How to kill a dir?

rnichols at interaccess.com rnichols at interaccess.com
Mon Jan 5 22:23:51 UTC 2004


On Mon, 5 Jan 2004, "jdow" <jdow at earthlink.net> wrote:
>Subject: Re: How to kill a dir?
>
>From: "Felipe Alfaro Solana" <felipe_alfaro at linuxmail.org>
>
>> On Mon, 2004-01-05 at 19:09, WipeOut wrote:
>> > I have a dir that I can't seem to delete and is giving strange errors..
>> >
>> > [root at dev02 i386]# ls
>> > ls: ??*?: Invalid or incomplete multibyte or wide character
>> > test
>> > [root at dev02 i386]# rm -rf test
>> > rm: cannot remove directory `test': Directory not empty
>> > [root at dev02 i386]# cd test
>> > [root at dev02 test]# ls
>> > ls: : No such file or directory
>> >
>> > Anyone got any super commands for getting rid of a directory that just
>> > will not go?
>>
>> If everything else fails, I recommend using "fsck" to checl the
>> filesystem integrity.
>
>That is a good suggestion.
>
>I've seen the two effects he mentions before. The "test" effect was
>created by an application that figured out how to force a hard link
>of a subdirectory back to its parent a couple parents up the chain.
>It was ugly. However, I do not believe this is necessarily his effect.

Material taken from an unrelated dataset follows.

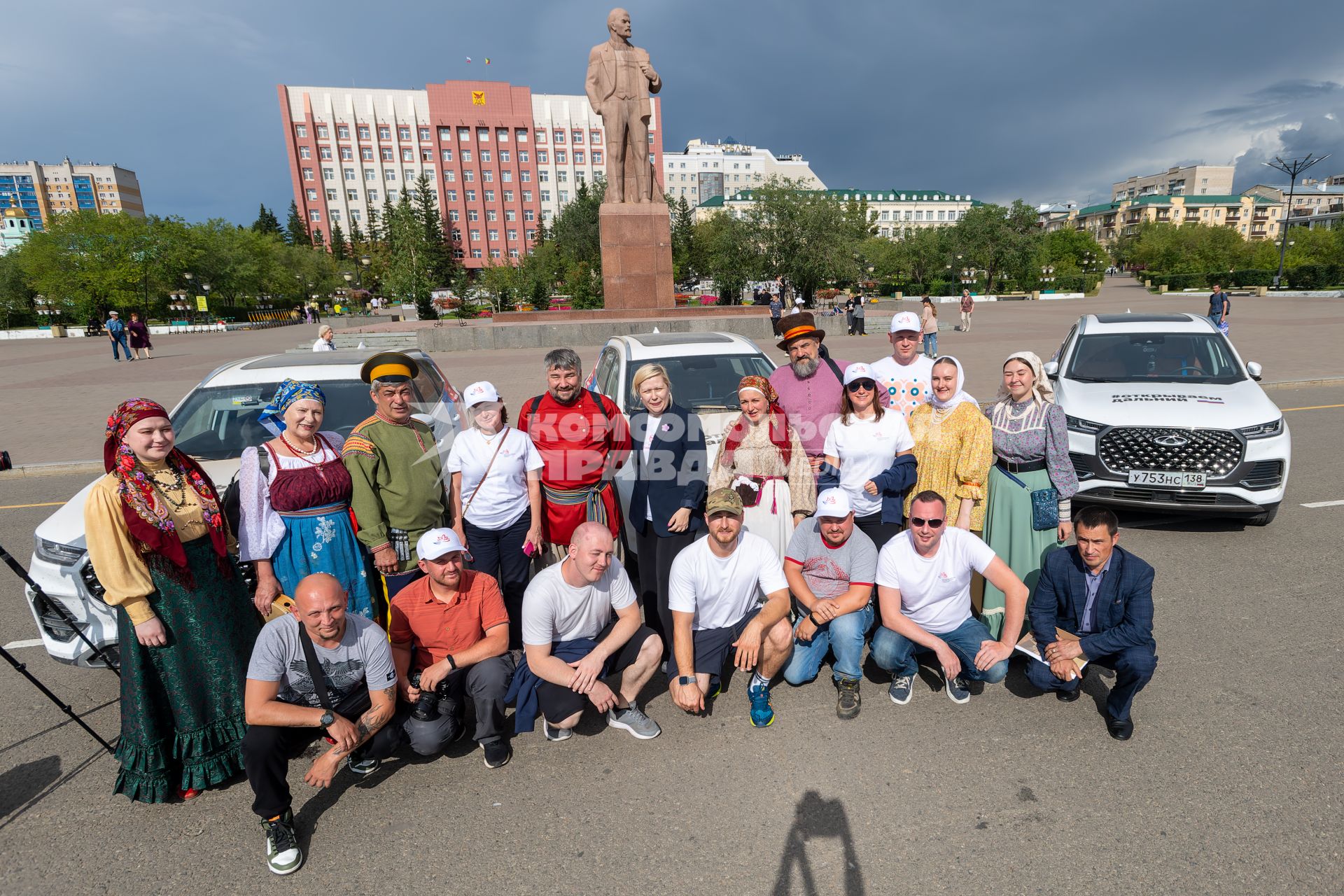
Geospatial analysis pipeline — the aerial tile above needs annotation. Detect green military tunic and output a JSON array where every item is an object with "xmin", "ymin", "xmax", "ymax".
[{"xmin": 342, "ymin": 414, "xmax": 447, "ymax": 573}]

Improperly linked directories can indeed have that effect.  If fsck
can't fix the problem, the only reasonable solution is to run 'debugfs'
on the unmounted filesystem and use the "clri" command to zero out the
offending directory's inode.  Then an fsck should clean things up.
Any remaining files and subdirectories that had been in `test' will
end up in lost+found, and a simple 'rm' should work from there.